Tuesday, December 1, 2009

Satans furry little helper

Shit Happens…..

I’ve recently returned home to Massachusetts to aid my family in caring for my grandfather, or the “Chief” as I affectionately call him. He’s just about ninety years young. He’s a funny old bugger, full of piss and vinegar. He’s for lack of a better term your typical proverbial wise ass, a constant flirt and practical joker.

Yesterday was my Uncle Billy’s shift to care for the Chief. I haven’t seen my uncle in years, so I decided to keep him company on his shift. One key factor you should know about the Chief’s home before beginning this tale is about his cat. A ferocious feline, which I swear Satan himself must have tossed from the fiery pits of hell into our lives. Megabucks is this infernal beasts name. It has the eyes of a wild beast and the temperament of a rabid wolverine. Her favorite activity is attacking people without warning nor provocation.

She’s a sadistic animal that lures unknowing victims into here claws by walking up innocently like your common variety house cat wishing to be pet, but this is not your common feline.

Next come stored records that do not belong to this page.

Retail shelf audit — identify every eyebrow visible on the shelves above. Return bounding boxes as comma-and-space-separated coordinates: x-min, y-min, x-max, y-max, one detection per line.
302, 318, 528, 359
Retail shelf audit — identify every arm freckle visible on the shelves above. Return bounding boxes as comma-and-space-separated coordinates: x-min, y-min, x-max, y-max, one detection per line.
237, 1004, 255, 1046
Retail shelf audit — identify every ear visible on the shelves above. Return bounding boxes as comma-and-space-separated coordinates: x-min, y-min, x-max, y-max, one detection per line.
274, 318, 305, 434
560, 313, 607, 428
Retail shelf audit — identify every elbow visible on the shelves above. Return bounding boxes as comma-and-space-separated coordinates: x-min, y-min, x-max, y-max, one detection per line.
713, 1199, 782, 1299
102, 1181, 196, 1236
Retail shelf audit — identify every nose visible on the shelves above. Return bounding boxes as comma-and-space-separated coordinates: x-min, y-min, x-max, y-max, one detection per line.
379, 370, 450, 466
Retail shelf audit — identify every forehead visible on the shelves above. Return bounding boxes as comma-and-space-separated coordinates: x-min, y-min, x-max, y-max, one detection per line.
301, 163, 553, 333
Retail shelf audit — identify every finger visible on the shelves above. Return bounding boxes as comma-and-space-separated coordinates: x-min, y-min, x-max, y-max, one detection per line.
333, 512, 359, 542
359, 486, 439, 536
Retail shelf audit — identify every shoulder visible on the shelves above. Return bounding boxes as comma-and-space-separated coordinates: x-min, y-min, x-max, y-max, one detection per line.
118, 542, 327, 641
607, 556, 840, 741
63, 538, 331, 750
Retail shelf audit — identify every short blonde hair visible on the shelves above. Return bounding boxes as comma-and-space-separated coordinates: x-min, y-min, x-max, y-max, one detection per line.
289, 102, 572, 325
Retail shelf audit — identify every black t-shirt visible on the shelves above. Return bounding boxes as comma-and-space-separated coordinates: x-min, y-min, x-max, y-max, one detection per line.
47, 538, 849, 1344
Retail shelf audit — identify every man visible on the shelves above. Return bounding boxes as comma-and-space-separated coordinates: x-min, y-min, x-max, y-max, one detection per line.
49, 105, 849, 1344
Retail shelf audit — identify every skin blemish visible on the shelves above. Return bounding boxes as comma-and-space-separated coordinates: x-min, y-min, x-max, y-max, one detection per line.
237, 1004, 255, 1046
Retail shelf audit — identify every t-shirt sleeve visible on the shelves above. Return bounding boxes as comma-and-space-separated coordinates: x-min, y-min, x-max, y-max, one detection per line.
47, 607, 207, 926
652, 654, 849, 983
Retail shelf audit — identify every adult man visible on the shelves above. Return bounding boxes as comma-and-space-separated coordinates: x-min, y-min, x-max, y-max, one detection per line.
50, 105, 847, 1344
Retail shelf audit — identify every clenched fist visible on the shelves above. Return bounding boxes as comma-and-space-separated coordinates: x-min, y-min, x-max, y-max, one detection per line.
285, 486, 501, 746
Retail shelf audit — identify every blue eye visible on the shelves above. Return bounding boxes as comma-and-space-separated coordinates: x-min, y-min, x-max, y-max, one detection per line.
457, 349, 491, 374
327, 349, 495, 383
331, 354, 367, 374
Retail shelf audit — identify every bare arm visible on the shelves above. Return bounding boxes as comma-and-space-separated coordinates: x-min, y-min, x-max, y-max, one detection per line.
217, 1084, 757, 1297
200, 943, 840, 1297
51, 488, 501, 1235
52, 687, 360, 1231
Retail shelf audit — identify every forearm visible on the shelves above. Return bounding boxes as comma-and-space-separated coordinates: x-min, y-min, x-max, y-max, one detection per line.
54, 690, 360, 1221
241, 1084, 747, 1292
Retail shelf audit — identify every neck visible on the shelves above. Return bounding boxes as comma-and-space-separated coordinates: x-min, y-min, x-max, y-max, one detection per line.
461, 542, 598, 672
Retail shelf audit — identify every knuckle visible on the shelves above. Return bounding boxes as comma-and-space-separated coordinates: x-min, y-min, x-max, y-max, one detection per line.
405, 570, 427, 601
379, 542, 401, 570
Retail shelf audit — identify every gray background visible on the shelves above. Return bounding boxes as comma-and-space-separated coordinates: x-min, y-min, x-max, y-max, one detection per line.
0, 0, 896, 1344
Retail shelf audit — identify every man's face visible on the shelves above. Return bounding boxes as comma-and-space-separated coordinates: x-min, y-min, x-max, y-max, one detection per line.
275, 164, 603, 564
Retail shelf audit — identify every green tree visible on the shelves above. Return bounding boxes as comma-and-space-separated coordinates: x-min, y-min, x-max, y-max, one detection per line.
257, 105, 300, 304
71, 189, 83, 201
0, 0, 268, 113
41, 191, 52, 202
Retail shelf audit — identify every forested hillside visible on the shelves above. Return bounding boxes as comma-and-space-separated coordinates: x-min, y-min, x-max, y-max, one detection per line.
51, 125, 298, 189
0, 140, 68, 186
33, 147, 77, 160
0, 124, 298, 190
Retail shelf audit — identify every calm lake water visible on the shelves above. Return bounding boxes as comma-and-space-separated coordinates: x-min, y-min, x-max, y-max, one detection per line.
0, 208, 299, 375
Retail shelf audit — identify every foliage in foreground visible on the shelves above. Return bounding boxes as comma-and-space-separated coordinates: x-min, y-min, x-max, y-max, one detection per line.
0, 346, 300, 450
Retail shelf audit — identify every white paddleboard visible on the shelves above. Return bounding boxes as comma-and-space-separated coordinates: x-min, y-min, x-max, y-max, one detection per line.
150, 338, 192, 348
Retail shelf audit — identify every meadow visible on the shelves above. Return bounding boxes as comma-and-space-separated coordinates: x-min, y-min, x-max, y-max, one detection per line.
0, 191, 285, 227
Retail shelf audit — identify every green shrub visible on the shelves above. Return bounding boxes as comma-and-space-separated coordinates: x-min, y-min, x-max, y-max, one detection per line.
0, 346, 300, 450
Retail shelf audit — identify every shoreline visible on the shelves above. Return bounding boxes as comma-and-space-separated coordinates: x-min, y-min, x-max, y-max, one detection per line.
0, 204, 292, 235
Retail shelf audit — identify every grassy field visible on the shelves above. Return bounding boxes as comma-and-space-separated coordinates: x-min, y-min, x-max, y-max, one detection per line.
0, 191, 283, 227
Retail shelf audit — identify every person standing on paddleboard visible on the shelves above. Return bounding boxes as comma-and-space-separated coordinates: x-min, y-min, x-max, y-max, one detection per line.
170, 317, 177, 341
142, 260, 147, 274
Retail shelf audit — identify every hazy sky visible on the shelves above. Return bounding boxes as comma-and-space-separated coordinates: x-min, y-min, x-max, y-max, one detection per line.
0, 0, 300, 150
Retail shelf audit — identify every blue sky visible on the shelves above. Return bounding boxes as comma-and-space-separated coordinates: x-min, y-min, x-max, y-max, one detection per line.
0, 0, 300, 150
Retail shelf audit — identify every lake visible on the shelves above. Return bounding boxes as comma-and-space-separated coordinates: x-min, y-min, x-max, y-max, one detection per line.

Once said victim gets their hand just close enough to pet this beast, she unleashes all hells fury upon her victim with razor sharp claws and fangs. Claws she sharpens to surgical perfection on every piece of the Chiefs furniture mind you. I’ve been awakened many a night from my peaceful slumber on the Chief’s couch to the sounds of Megabucks sharpening her claws inches from my head. I’d lay there paralyzed in fear staring straight into the beast’s eyes trying not to make any sudden movements that may provoke the calico demon to attack.

If my grandmother, God rest her soul, was still around Satan’s furry little helper would have been put in a box and mailed to Antarctica years ago. But sadly she is not, and
Somehow this four legged demon brings the Chief untold amounts of happiness. I have no clue how anyone would want to keep such a beast.

Whenever this reject from the bowels of hell is not present the Chief gets worried that I’ve let the beast outdoors. A search party must be formed immediately, to look under every bed, table, and couch in the house until the damned beast is found. Only once Megabucks is found will the Chief be able to rest his mind. He’s worried that wild animals will eat his precious pet if it gets outdoors. I fear for any wild beast that crosses this domestic demon’s path.